A differenza di questi due esempi, però, il Le Mans non è ancora diventato un fenomeno pop né si è avventurato in dispendiose campagne di calciomercato. Negli ultimi anni, compresa questa estate, ha puntato soprattutto su giocatori svincolati o in prestito. L’elemento più famoso della rosa è il 34enne difensore Djibril Sidibé, che ha giocato con Lille, Monaco ed Everton e ha vinto i Mondiali del 2018 con la Francia. Semisconosciuto è pure l’allenatore, Patrick Videira, che è stato nominato nel 2024 dopo una sola esperienza in panchina, quella al Furiani-Agliani, un club della Corsica di quinta divisione.
Thierry Gomez ha raccontato alla BBC che, al momento, non c’è nessun interesse nell’acquistare giocatori noti e con ingaggi elevati, ma piuttosto ci si vuole concentrare sulla crescita dei giovani locali, riaprendo il settore giovanile chiuso dopo il fallimento del 2013. Tra i tifosi francesi, però, la nuova proprietà del Le Mans ha generato anche scetticismo, essendo l’ennesimo esempio di multi-club ownership (MCO), ovvero di società che controllano più squadre di calcio in paesi diversi.
Negli ultimi anni molte società di questo tipo sono entrate nel calcio francese, sfruttando le ottime strutture giovanili dei club per ottenere giocatori di qualità a basso prezzo da trasferire comodamente nelle squadre più importanti della propria holding.
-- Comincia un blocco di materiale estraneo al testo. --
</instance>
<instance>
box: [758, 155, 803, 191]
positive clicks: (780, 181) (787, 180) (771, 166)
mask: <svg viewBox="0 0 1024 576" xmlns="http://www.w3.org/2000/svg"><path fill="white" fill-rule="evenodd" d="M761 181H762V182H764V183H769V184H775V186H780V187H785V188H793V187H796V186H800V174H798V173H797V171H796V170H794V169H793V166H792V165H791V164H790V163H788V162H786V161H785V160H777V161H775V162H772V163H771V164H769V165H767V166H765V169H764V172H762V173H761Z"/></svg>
I casi più discussi sono quelli del Troyes e dello Strasburgo, legati rispettivamente ai gruppi che fanno capo ai più quotati Manchester City e Chelsea. Giocatori come Savinho, Mathys Detourbet, Mamadou Sarr ed Emmanuel Emegha sono stati trasferiti ai club in Inghilterra per cifre probabilmente più basse del loro reale valore di mercato. L’allenatore Liam Rosenior ha addirittura abbandonato lo Strasburgo a stagione in corso, lo scorso gennaio, per andare ad allenare il Chelsea.

Tifosi del Le Mans (Baptiste Autissier/PsnewZ via ZUMA Press)
Oliveira ha detto alla BBC che il Le Mans non intende seguire questo modello piramidale: «Non ci vediamo come una tradizionale MCO. Stiamo lavorando su un modello orizzontale». Però a metà agosto il club francese ha preso il giovane attaccante Enzo Vagner in prestito dal Coritiba, l’altra squadra in cui investe OutField.
A ogni modo, per il momento è prematuro paragonare il Le Mans al Como, al Wrexham o alle varie MCO. OutField è entrato in società da pochi mesi, e finora si è mosso poco. I soci VIP, di cui si è parlato molto sui giornali, si sono visti raramente, e la rosa del club è quella con il valore economico più basso del campionato. Anche l’idea di investire sui giovani per adesso resta sulla carta: con un’età media di 26,7 anni, il Le Mans è la seconda squadra più anziana della Ligue 1, dietro al Marsiglia. In compenso, è quella con meno stranieri del campionato: 8, come il Brest contro cui ha debuttato il 22 agosto. Domenica alle 17:15 giocherà la seconda partita di campionato, in casa del Rennes.